ロックフェラーの天使の羽。2ヶ月半かけて、少しずつ弾けるようになってきた。
今では楽譜を見ずに弾ける。辻井さんのように鍵盤を全く見ないでは弾くことはできないけど、どう動いたらいいのかは指が知っている。
試しに目を閉じたまま弾いてみる。片手だけなら数小節を弾くことができた。少なくとも、正確に弾けた感じがする。
“Can you play the piano with your eyes closed?”
その問いかけが心に引っかかる。目を閉じてピアノを弾けることがすごいのではない。耳で聞いた音楽を楽譜を見ずに再現できてしまうのがすごいのだと思う。
ピアノを弾くのに私は楽譜を頼りにする。聞き慣れないロシア語の響きを、文字を頼りに言葉として聞き分けるのと同じだ。

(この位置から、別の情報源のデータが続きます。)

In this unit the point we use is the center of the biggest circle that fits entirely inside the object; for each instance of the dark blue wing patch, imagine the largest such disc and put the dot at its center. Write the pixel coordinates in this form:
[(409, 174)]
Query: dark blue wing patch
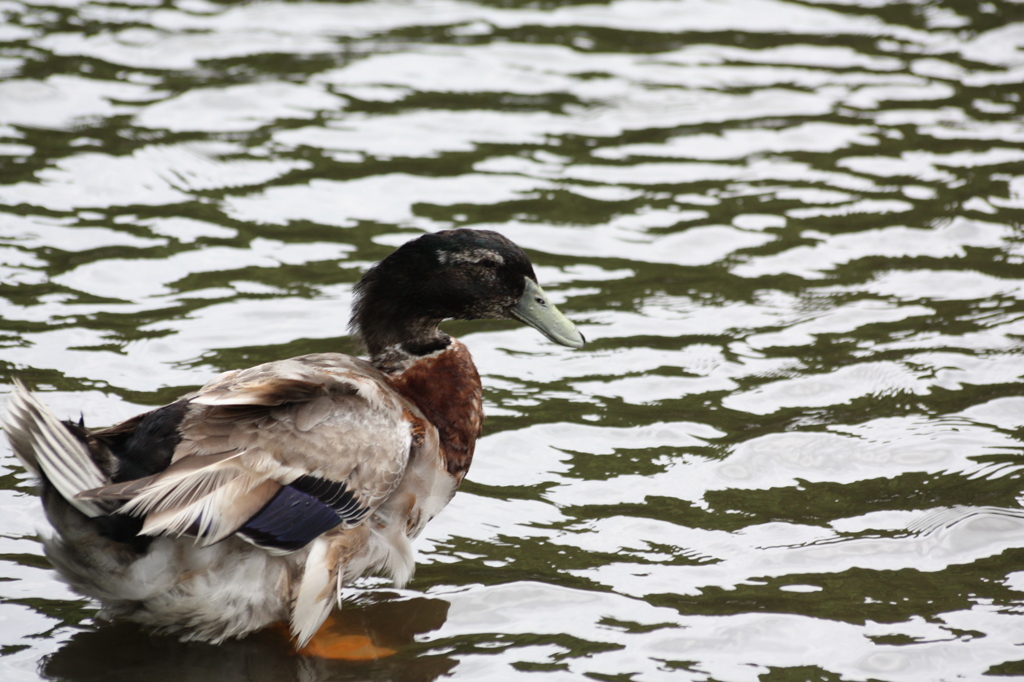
[(302, 511)]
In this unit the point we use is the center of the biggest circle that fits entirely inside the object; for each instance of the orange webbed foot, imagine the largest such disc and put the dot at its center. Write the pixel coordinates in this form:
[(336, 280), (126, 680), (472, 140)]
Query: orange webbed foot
[(328, 643)]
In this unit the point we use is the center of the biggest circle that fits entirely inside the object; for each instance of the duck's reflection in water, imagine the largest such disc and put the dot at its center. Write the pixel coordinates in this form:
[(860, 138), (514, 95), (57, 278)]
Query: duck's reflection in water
[(123, 652)]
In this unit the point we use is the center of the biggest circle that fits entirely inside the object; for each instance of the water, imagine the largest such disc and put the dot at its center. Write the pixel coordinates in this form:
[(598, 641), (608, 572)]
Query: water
[(792, 232)]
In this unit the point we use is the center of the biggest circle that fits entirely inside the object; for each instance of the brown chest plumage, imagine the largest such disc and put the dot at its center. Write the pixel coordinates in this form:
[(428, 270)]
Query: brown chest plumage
[(446, 389)]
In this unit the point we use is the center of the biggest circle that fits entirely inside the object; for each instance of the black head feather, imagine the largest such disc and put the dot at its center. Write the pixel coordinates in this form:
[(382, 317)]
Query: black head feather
[(453, 274)]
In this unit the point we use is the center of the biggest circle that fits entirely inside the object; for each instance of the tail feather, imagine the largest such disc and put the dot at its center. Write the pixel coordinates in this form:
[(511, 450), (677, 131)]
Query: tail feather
[(47, 449)]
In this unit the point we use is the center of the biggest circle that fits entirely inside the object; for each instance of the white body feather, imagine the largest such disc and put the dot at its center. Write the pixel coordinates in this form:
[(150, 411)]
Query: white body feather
[(218, 586)]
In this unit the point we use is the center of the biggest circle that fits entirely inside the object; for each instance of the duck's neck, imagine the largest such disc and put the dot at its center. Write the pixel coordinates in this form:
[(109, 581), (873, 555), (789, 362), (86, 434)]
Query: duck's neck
[(445, 386)]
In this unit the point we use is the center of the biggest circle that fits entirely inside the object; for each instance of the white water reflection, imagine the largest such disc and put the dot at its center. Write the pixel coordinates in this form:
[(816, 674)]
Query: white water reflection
[(790, 232)]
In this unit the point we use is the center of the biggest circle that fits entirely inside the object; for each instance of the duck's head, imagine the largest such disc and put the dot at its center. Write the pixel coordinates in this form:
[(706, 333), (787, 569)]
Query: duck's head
[(453, 274)]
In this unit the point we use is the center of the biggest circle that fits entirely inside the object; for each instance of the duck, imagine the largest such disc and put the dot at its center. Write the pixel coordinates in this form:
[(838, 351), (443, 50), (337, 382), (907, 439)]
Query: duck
[(250, 502)]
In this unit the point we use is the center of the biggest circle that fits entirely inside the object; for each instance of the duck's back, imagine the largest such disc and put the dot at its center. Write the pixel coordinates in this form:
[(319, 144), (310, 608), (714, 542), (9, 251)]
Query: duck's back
[(241, 497)]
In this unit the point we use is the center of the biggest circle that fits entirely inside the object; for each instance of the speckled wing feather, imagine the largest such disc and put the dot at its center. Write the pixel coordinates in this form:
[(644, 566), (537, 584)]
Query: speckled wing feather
[(281, 453)]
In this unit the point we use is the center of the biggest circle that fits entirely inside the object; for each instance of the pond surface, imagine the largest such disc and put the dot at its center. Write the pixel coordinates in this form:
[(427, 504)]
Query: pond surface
[(792, 232)]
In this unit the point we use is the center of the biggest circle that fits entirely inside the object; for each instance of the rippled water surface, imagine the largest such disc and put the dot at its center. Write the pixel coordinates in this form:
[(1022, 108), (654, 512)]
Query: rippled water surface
[(792, 231)]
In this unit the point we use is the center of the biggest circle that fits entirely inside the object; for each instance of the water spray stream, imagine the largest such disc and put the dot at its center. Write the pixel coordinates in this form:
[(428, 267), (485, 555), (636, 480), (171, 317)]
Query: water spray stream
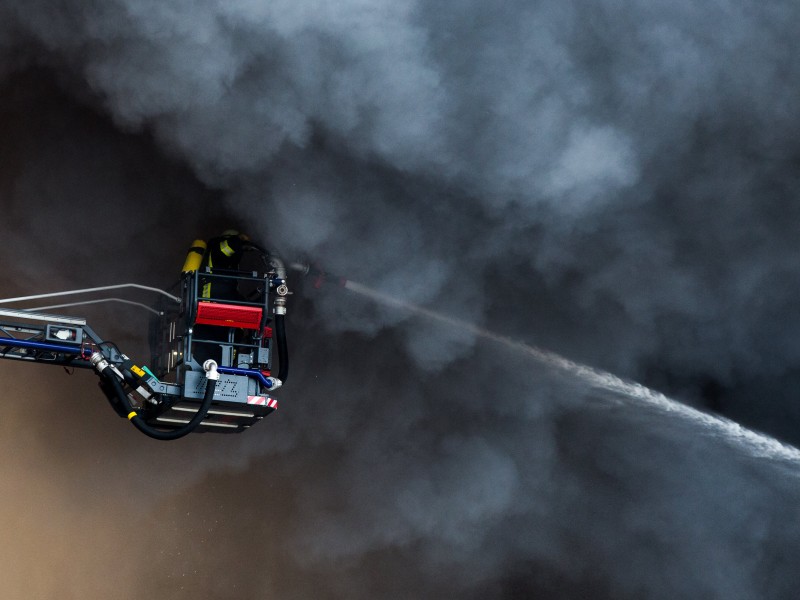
[(756, 444)]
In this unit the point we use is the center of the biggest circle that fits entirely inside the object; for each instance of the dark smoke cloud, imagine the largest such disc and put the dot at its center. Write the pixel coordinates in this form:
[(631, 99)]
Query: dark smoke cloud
[(616, 182)]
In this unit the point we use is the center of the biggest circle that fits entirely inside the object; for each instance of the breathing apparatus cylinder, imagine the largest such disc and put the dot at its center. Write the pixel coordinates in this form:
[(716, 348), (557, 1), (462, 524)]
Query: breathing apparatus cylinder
[(194, 257)]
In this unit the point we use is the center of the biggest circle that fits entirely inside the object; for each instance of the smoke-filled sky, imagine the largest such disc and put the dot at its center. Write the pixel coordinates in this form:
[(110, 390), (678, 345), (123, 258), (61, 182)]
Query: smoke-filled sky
[(613, 181)]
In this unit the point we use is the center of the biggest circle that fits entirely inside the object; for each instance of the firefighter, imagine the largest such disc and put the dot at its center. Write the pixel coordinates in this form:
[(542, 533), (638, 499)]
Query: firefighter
[(222, 256), (224, 253)]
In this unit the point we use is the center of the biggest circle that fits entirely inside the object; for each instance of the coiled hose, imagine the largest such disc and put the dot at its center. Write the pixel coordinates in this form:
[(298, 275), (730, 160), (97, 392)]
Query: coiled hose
[(152, 432)]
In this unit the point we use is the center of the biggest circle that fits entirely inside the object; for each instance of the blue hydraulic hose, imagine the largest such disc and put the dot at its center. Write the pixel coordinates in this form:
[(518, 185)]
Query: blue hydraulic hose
[(14, 343)]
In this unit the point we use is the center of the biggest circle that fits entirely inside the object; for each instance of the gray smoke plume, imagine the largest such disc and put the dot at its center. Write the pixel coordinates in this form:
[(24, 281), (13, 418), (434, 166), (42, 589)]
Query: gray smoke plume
[(614, 182)]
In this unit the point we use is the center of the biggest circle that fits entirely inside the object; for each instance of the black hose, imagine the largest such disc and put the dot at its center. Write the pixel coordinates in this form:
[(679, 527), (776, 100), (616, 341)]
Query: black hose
[(283, 353), (158, 434)]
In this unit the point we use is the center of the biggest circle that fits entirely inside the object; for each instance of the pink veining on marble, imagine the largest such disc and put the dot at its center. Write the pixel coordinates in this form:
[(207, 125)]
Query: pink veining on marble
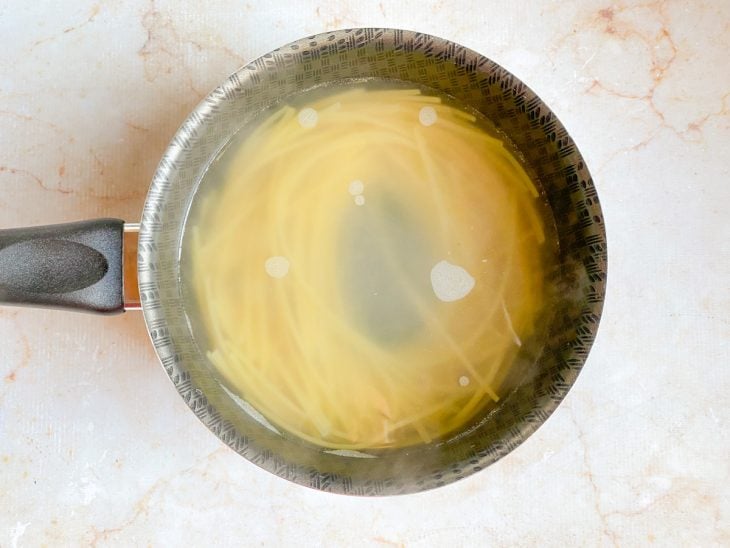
[(96, 447)]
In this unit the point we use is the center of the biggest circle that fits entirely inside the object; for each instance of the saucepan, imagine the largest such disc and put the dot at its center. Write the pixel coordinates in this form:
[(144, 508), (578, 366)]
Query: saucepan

楽譜から音楽を読み取る。
何度も繰り返すうちに、初めつかみどころなく思えた音が次第に指になじんでいく。いつのまにかすっかり覚えてしまった。
耳が?指が?
さあ、どちらもかな。
こんな風に新しく曲を弾いたのは、何年ぶりだろうか。
「寂しくて綺麗」
と言った音楽を最も確かな方法でわかりたかった。それは、自分なりに「寂しくて綺麗」をピアノで表現することだった。